The spacewalk is scheduled to begin around 11:58 a.m. EDT. For identification, Wolf (call sign EV-1) will be wearing a spacesuit with red stripes around the legs. Kopra (EV-2) will be wearing an unmarked suit.

This will be the 126th spacewalk devoted to station assembly and maintenance since construction began in 1998, the seventh so far this year and the first of five planned by Endeavour's crew. It will be the fifth spacewalk for Wolf and the first for Kopra.

The primary goals of today's excursion are to prepare the 4.1-ton Japanese Exposed Facility, or JEF, for attachment to the Kibo module; to make preparations for the eventual arrival of a Japanese cargo ship; to perform maintenance on an external equipment cart; and to deploy a jammed spare parts mount on the station's solar array truss.

"The complexity is not just from EVA. It's doing the EVA and robotics and the other internal transfer work that we have planned, all at once in a very complex choreography," Wolf said before launch. "It is busy, it is a sprint race for us and it's very interactive, it takes everyone (of the astronauts), mission control and the engineering teams to be with it real time, tracking as we go, to pull this off."

The Japanese Kibo laboratory is made up of two modules, a roomy central lab and an attached logistics module. The main Japanese lab module is equipped with its own airlock and its own robot arm to move experiments out to the exposed facility and back inside as needed. Experiment packages launched aboard Endeavour will be attached to the JEF later in the mission.

"The Japanese Exposed Facility, or JEF as we tend to call it, is very impressive," Wolf said in a NASA interview. "It's a large external porch to the space station where high quality experiments can be conducted in the high vacuum of space. It's really an exceptionally valuable piece of real estate. It has its own robotic arm, the ability to do observations of the Earth and of the sky, astrophysics experiments, a very wide range of abilities."

After Wolf and Kopra prep the experiment platform, Koichi Wakata and shuttle pilot Douglas Hurley, operating the space station's robot arm, will pull it from Endeavour's cargo bay and hand it off to the shuttle arm, operated by Canadian astronaut Julie Payette. After moving to work site six on the station's solar power truss, the station arm will re-grapple the JEF and move it into position for attachment to Kibo. Flight controllers in Japan then will carry out the necessary activations.

"The highest priority item is to get the Japanese Exposed Facility, the JEF, out of the payload bay and that requires that the spacewalking crew disconnect umbilicals that are powering the payload now," said space station Flight Director Hal Getzelman. "So they'll spend about the first two hours of the EVA configuring the Japanese Exposed Facility for release from the payload bay.

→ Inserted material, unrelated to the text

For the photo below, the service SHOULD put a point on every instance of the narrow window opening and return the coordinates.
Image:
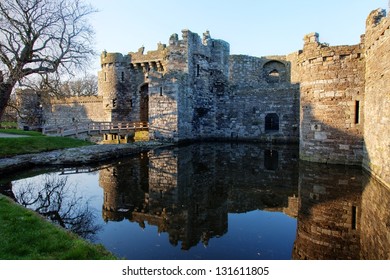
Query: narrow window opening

"Then the spacewalking crew goes off to do other tasks on other parts of the station while the crew inside the space station uses both the shuttle robotic arm and the station's robotic arm in a series of handoffs to connect the Japanese Exposed Facility to the Kibo module."

The actual connection of the exposed facility is done robotically.

"In the case of U.S. modules, additional spacewalking activities are required to connect power, data and thermal umbilicals," Getzelman said. "In the case of the JEF, it's all robotic. Basically, the crew plugs it in with the robotic arm and those power and data and thermal connections are made automatically. Once those connections are made, later in the day the crew inside the space station works in concert with the flight control team in Japan to actually activate the Japanese Exposed Facility."